Discussions of urban development in Beirut after the civil war (1975-1990) have primarily focused on large-scale reconstruction projects or the city’s informal peripheries. However, peripheries, like Sahra Choueifat, poor yet formal, planned yet contested, remain understudied. Located at the edge of the city, in 2008, these marginal and overlooked spaces suddenly found themselves to be densely populated and at the frontiers of a renewed sectarian conflict. This talk will trace the contested planning experiments that have transformed Beirut’s peripheries into frontiers of violence and militarization.

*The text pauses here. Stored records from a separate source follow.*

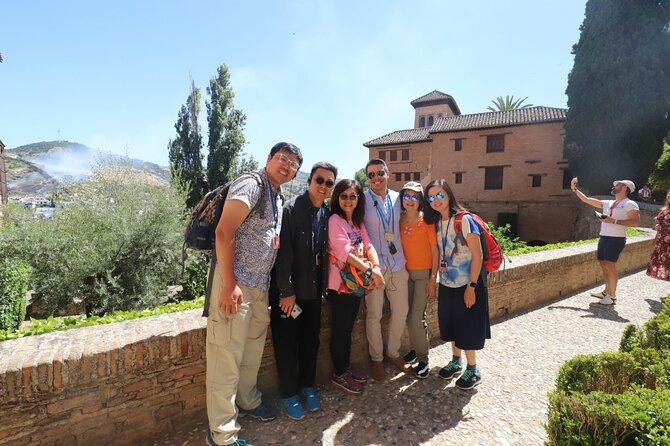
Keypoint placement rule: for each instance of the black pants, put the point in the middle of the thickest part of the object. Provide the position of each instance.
(296, 344)
(344, 312)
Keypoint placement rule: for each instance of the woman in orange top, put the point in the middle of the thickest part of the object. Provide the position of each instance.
(419, 242)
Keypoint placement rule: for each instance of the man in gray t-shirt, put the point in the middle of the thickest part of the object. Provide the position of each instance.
(247, 239)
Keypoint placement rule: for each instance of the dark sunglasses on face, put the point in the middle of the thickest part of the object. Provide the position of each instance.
(379, 173)
(320, 180)
(439, 196)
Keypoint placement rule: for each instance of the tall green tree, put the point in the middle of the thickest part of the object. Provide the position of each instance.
(184, 152)
(226, 132)
(619, 92)
(508, 103)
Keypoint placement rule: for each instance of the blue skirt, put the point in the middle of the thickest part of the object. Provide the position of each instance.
(468, 328)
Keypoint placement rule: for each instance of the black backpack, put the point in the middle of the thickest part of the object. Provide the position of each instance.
(201, 226)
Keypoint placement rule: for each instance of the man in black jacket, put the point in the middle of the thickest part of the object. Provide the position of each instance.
(298, 283)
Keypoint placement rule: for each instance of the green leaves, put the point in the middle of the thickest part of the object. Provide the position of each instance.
(618, 92)
(51, 324)
(114, 243)
(508, 103)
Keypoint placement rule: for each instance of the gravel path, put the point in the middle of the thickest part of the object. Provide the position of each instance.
(519, 365)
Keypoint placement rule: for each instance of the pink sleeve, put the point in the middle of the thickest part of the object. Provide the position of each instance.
(432, 234)
(366, 239)
(339, 245)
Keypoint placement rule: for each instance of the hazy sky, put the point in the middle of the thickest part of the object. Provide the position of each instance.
(325, 75)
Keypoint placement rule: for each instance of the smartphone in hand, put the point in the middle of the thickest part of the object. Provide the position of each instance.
(296, 311)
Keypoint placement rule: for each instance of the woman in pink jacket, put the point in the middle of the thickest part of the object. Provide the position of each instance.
(348, 244)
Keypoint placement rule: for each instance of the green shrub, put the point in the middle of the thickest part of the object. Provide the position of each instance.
(631, 338)
(194, 279)
(116, 245)
(13, 288)
(638, 417)
(614, 372)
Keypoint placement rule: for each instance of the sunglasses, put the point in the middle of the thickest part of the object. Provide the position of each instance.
(284, 160)
(439, 196)
(408, 197)
(320, 180)
(380, 174)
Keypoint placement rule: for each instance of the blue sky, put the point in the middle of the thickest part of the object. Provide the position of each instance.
(325, 75)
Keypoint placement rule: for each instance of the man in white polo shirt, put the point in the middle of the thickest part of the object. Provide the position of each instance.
(616, 215)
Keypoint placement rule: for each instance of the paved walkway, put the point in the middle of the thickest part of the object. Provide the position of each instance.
(519, 365)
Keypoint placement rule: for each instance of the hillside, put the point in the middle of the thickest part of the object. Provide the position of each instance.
(34, 169)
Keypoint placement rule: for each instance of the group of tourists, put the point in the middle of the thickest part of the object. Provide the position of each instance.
(366, 246)
(406, 246)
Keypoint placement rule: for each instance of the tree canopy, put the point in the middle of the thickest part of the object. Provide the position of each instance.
(508, 103)
(619, 92)
(184, 152)
(226, 132)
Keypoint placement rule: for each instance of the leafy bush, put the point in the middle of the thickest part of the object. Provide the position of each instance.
(615, 372)
(508, 243)
(51, 323)
(115, 244)
(13, 288)
(194, 279)
(616, 397)
(638, 417)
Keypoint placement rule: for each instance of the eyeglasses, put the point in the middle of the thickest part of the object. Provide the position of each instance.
(379, 173)
(320, 180)
(439, 196)
(284, 160)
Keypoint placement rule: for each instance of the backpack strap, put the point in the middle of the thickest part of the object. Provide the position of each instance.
(458, 225)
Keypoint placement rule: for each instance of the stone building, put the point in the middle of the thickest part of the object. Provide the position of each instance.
(3, 175)
(509, 166)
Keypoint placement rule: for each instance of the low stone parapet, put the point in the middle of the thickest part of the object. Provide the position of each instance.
(124, 382)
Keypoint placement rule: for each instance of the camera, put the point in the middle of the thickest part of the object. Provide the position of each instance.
(392, 248)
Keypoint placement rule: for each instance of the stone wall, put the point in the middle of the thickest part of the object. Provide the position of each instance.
(125, 382)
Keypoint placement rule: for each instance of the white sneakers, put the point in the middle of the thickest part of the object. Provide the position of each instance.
(605, 299)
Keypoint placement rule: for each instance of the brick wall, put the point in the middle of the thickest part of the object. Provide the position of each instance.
(121, 383)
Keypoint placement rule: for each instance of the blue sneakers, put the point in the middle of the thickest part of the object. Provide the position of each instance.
(263, 412)
(293, 408)
(210, 441)
(312, 400)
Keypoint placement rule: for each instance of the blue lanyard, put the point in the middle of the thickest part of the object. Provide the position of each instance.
(275, 211)
(316, 227)
(386, 216)
(445, 237)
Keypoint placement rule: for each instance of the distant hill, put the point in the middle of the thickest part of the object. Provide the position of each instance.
(34, 169)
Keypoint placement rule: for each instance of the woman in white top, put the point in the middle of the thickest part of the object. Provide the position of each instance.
(616, 215)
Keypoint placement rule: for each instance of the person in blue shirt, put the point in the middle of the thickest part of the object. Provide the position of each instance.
(382, 217)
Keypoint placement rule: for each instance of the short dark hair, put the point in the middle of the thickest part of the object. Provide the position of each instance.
(430, 215)
(322, 165)
(402, 201)
(359, 210)
(287, 147)
(374, 162)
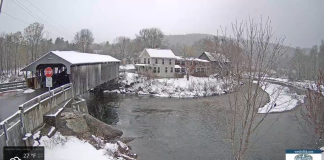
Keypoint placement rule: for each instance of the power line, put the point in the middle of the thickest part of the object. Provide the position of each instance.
(25, 22)
(35, 16)
(14, 17)
(47, 15)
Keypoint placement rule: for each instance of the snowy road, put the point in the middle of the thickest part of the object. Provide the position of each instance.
(9, 105)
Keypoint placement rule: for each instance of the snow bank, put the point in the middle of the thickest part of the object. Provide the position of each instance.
(72, 148)
(280, 99)
(127, 67)
(298, 84)
(11, 78)
(172, 87)
(29, 91)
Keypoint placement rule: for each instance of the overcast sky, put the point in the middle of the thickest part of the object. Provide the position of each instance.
(301, 21)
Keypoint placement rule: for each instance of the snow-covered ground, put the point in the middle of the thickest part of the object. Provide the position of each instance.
(29, 90)
(281, 99)
(11, 78)
(304, 84)
(127, 67)
(173, 87)
(61, 147)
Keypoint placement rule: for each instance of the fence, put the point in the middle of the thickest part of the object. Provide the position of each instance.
(12, 86)
(30, 116)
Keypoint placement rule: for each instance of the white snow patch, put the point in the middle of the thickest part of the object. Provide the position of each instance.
(72, 148)
(127, 67)
(280, 97)
(29, 91)
(50, 132)
(173, 87)
(78, 58)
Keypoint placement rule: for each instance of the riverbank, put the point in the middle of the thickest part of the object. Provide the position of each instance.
(133, 83)
(83, 137)
(194, 128)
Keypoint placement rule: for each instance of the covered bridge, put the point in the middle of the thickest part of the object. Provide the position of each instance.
(84, 70)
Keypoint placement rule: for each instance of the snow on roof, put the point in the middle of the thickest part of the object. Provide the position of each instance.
(191, 59)
(80, 58)
(178, 57)
(161, 53)
(216, 57)
(127, 67)
(141, 64)
(177, 66)
(197, 59)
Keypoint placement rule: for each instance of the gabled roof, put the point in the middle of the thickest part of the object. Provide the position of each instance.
(68, 58)
(216, 57)
(83, 58)
(160, 53)
(191, 59)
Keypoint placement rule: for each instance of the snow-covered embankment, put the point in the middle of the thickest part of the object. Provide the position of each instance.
(172, 87)
(281, 98)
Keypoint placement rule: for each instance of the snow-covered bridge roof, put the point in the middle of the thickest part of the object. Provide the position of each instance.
(159, 53)
(69, 58)
(84, 58)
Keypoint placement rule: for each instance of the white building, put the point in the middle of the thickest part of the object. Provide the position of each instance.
(157, 62)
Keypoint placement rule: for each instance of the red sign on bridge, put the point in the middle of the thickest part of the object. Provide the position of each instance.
(48, 72)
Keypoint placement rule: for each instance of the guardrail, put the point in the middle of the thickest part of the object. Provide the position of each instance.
(29, 117)
(12, 86)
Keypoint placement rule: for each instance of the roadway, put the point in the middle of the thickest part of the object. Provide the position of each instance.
(9, 104)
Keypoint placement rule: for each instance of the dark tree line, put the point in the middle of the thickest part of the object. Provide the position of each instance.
(303, 66)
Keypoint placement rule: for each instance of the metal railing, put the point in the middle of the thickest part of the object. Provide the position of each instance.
(12, 86)
(29, 117)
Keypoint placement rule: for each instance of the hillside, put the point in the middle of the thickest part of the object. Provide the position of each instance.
(189, 39)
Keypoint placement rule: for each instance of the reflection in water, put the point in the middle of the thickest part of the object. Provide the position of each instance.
(190, 129)
(103, 106)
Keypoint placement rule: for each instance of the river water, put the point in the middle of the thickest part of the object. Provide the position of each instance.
(192, 129)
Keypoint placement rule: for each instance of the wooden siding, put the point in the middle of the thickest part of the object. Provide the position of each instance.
(86, 77)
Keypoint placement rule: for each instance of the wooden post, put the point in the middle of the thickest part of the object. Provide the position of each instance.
(72, 91)
(52, 96)
(62, 89)
(5, 127)
(22, 119)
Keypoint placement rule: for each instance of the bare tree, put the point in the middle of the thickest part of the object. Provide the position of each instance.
(84, 39)
(151, 38)
(313, 113)
(17, 39)
(33, 35)
(254, 39)
(122, 45)
(188, 52)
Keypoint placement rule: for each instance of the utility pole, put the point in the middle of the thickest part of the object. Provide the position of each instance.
(1, 1)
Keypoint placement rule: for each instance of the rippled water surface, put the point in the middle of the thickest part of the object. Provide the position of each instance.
(191, 129)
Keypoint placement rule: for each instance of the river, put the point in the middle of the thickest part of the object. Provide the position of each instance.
(192, 129)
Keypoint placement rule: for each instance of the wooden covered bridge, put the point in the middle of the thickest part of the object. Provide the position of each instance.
(74, 74)
(84, 70)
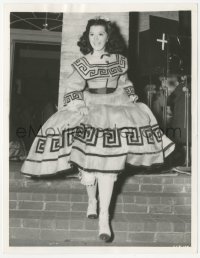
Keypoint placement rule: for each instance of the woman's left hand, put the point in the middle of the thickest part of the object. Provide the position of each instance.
(134, 98)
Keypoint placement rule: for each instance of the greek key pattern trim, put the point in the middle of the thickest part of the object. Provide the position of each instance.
(74, 95)
(90, 71)
(129, 90)
(107, 138)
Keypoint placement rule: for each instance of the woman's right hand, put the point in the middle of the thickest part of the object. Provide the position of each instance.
(83, 111)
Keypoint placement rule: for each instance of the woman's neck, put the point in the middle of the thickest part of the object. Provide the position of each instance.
(98, 53)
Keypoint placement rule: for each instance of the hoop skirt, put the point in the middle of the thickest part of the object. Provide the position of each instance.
(115, 131)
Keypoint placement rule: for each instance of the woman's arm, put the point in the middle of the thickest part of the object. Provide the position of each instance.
(128, 87)
(73, 96)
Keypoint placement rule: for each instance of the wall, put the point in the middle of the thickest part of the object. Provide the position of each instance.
(144, 18)
(73, 26)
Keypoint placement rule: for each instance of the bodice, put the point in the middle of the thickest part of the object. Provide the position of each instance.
(100, 76)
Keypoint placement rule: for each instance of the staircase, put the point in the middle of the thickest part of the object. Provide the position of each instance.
(146, 210)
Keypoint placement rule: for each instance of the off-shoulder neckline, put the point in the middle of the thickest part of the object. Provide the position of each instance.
(106, 64)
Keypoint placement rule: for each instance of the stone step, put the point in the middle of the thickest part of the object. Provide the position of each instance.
(82, 243)
(139, 183)
(146, 210)
(76, 200)
(126, 228)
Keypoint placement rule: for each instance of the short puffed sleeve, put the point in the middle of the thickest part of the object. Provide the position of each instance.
(124, 81)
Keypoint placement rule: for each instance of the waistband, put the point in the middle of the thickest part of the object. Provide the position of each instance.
(102, 90)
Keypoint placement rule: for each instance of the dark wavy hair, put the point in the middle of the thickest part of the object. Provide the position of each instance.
(116, 43)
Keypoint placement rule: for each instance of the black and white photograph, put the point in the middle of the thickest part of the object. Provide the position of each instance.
(100, 128)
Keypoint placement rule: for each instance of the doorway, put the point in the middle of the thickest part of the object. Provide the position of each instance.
(34, 88)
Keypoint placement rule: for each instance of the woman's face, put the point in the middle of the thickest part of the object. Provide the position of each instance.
(98, 37)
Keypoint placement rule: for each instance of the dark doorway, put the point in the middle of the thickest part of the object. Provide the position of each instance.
(34, 85)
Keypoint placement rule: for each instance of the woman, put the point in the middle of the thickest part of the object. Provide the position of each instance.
(99, 129)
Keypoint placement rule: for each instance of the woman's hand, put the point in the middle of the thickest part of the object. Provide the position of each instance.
(83, 111)
(134, 98)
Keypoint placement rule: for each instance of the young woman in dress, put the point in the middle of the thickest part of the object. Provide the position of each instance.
(101, 126)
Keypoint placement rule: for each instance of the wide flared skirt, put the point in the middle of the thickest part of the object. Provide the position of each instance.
(115, 132)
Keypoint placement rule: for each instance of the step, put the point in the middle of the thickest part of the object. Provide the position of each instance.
(146, 210)
(76, 200)
(170, 183)
(127, 228)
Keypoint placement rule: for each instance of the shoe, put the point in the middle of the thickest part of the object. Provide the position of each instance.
(104, 228)
(92, 209)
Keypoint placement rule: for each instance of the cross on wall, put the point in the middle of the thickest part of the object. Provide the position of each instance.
(163, 41)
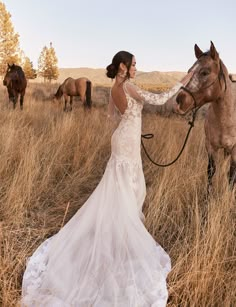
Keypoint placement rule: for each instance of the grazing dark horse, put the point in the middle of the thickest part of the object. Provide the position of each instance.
(16, 83)
(75, 87)
(210, 83)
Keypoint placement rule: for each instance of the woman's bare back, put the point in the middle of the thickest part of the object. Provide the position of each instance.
(118, 97)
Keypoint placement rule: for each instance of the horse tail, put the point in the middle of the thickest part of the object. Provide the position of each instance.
(88, 93)
(59, 92)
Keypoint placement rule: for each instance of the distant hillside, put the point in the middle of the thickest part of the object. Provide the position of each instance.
(98, 76)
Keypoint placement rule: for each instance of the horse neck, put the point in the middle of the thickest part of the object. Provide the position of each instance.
(224, 106)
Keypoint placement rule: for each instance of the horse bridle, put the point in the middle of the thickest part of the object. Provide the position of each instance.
(191, 123)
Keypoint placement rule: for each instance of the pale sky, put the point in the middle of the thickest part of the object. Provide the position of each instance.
(161, 34)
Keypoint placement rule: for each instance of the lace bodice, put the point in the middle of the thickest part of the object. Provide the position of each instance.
(127, 137)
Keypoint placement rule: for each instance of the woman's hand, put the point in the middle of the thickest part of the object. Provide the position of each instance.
(186, 78)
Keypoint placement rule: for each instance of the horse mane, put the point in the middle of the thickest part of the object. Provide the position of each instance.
(18, 69)
(59, 92)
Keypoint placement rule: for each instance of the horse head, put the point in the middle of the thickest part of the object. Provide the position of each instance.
(58, 94)
(207, 83)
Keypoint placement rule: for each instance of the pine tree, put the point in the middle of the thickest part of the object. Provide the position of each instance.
(47, 64)
(30, 72)
(9, 40)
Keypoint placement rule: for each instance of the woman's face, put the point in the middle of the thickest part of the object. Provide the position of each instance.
(132, 69)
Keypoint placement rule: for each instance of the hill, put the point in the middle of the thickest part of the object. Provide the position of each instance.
(98, 76)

In tracing this transformation, the talk will focus on the work of religious-political organizations – mainly the Shiite Hezbollah and the Druze Progressive Socialist Party – in the design and implementation of urban planning and zoning laws, the execution of infrastructure projects, and in the operations of land and housing markets as part of their territorial battles over land. At stake in these reconfigurations is the logic of wars that are “yet to come” and how planning practice is mobilized in anticipation of local and regional wars. These wars include the Lebanese sectarian wars, the Arab-Israeli conflict, transnational geographies of Islamic militarization, and those of the global “War on Terror.” Planning for the wars yet to come have had severe repercussions on everyday life, causing displacement, poverty, and cycles of violence in the city, foreclosing possibilities of urban politics outside the sectarian socio-political order.
About Hiba Bou Akar:
Hiba Bou Akar is an Assistant Professor at Columbia University’s Graduate School of Architecture, Planning, and Preservation (GSAPP). Bou Akar’s research examines the geographies of planning and war; the question of urban security and violence, focusing on the role of religious-political organizations in the making of cities. Her forthcoming book, For the War Yet to Come: Planning Beirut’s Frontiers, examines how Beirut's post-civil war peripheries have been transformed through multiple planning exercises into contested frontiers that are mired in new forms of conflict. Her first co-edited book, Narrating Beirut from its Borderlines, incorporated ethnographic and archival research with art installations, architecture, graphic design, and photography to explore Beirut’s segregated geographies. Bou Akar received her Ph.D. in City and Regional Planning with a designated emphasis in Global Metropolitan Studies from the University of California at Berkeley. She holds a Bachelor of Architecture from the American University of Beirut (AUB) and Master in Urban Studies and Planning from the Massachusetts Institute of Technology (MIT). She is the co-editor of Jadaliyya Cities, an online electronic journal addressing urban issues in the Middle East.